父・森永卓郎は「新NISAは絶対やるな」と言うが…「始めるならさっさと始めるのが得策」といえるこれだけの理由

4/19 16:17 配信

プレジデントオンライン

新NISAを勧める意見と絶対やるなという意見がある。どっちを信じたらいいのか。経済アナリストの森永康平さんは「新NISAに反対する方の多くは2つの理由を挙げる。『危ないからやるな』『バブルが弾けるからやるな』というもの。新NISAはこの2つの点について自分の意見をしっかり持ってから始めるほうがいい」という――。

■「危ないからやるな」という人たち

 今話題になっている新NISAについて、僕は「いい制度であり、旧NISAに比べて明らかによくなった」という意見です。だからといって、投資に興味がない人に今こそ始めるべきだというつもりはさらさらありません。もともとNISAに興味がある、これから投資を始めたいと思っている、そんな人なら新NISAを使わない手はないですよというスタンスです。

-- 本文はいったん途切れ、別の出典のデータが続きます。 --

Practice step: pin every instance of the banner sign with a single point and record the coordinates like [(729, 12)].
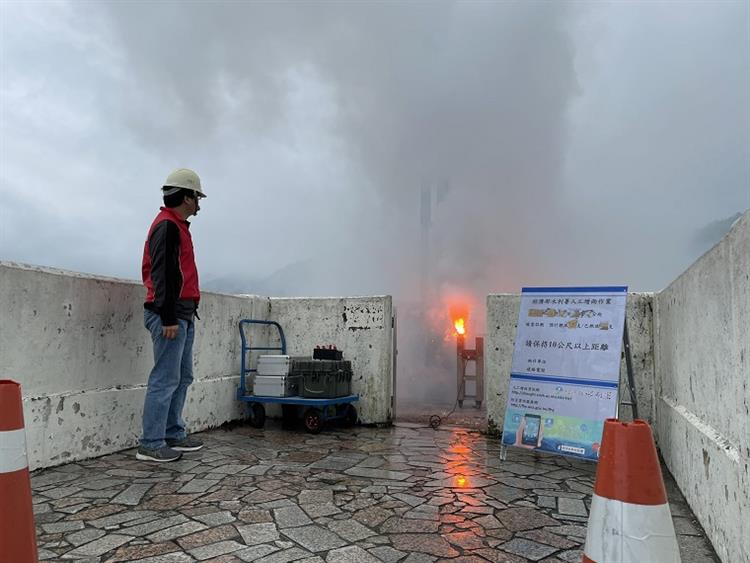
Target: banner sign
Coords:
[(566, 369)]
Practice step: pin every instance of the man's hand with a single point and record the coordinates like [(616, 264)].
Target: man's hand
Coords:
[(170, 332)]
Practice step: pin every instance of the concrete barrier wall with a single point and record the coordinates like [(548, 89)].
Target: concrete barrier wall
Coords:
[(77, 345), (502, 320), (702, 352), (362, 327)]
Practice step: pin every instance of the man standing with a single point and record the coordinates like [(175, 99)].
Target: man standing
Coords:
[(171, 280)]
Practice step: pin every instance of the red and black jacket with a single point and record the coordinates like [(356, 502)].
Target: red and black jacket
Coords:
[(169, 271)]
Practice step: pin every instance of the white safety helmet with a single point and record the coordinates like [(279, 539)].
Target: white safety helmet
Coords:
[(182, 178)]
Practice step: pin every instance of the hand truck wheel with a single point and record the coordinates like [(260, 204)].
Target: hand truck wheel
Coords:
[(313, 421)]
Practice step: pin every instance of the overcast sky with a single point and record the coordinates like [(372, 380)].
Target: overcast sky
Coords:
[(564, 143)]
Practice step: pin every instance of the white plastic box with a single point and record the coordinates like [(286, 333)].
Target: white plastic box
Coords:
[(274, 364), (271, 386)]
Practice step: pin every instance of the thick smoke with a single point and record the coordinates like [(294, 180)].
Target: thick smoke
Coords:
[(463, 100)]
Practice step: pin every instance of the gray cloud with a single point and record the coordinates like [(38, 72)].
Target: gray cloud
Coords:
[(570, 143)]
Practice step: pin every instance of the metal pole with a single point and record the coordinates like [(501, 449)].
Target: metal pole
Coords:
[(629, 366)]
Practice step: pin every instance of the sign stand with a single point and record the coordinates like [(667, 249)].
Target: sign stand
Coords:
[(633, 402)]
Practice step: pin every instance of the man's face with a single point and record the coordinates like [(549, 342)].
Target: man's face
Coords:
[(195, 203)]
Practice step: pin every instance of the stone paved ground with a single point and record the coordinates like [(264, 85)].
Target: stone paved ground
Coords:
[(406, 493)]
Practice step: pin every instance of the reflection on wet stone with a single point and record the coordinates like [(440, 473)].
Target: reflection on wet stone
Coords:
[(404, 494)]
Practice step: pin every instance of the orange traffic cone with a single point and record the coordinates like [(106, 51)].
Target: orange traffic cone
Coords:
[(17, 531), (630, 520)]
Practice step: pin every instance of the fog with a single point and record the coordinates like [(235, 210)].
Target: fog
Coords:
[(557, 143)]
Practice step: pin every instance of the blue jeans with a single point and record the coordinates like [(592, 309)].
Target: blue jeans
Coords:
[(167, 385)]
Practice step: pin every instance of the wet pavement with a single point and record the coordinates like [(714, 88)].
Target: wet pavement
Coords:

 「新NISAは絶対にやるな」という人もいますね。親父(経済アナリストの森永卓郎氏)もその一人ですが、そういう人たちの多くが挙げる理由は「危ないから」。でも、そもそも投資はリスクをとるからこそリターンが得られるわけで、この点はどんな投資でも同じです。

 確かに、新NISAを始めようとしている人の中には「政府がこれだけ薦めているんだから損しないだろう」と思い込んでいる人もわずかながらいます。そうした人は投資がどんなものかわかっていないと思うので手を出すべきではないですし、もちろん新NISAもやらないほうがいいでしょう。

■「もうすぐバブルが弾ける!」説

 もうひとつ、やるべきでない理由として「もうすぐバブルが弾ける」という意見があります。思い返せば親父は僕が物心ついたころからずっとバブルが弾けると言い続けていたように思います。

 日経平均株価が年始から2カ月ほどで2割も上がっているので、この上昇スピードは早すぎる、異常だという点は僕もその通りだと思います。

 でも、そこから先の考え方は全然違います。反対論者の方々は「株価がバブル期の1989年の最高値を超えた、いよいよバブルが弾けるぞ」というけれど、僕はまったくそうは思いません。

 株価が高いのか安いのかを判断するための指標のひとつに「PER(株価収益率)」があります。株価が企業の1株あたりの純利益の何倍になっているかを示すもので、これを見ると今の日経平均株価のPERは大体16倍台の後半ぐらい。ここ20年ほどのスパンで見れば確かに上限近くまで上がってきてはいますが、バブル絶頂期のPERはおよそ50倍を超えています。

 「日経平均株価が4万円前後になった、バブル期を超えた」と騒いでいる人もいるけれど、PERが3倍以上違うわけですから今は全然バブルじゃない。これが株価もバブル期の3倍以上、たとえば10万円超えとかになれば僕もバブルの再来かと考えますが、今はそうなってはいません。

■株価を見て「バブルの再来」と判断するのは安直すぎる

 つまり、バブル期と今の株価を比べることに何の意味があるのかということです。1989年には4万円に届いていなかったのに今は超えた、バブルの再来だと騒ぐのではなく、その4万円という数字にどんな意味があるのかを考えたほうがいいと思うんですよ。

 株価だけ見て騒ぐのは、たとえば体重が80kgだと聞いただけで、その人の身長も知らずに太っていると思い込むようなものです。身長が160cmぐらいならそうかもしれませんが、190cmなら80kgは適正体重の範囲内。体重だけをもとに太っているかどうかを判断したところで、まったく意味がないですよね。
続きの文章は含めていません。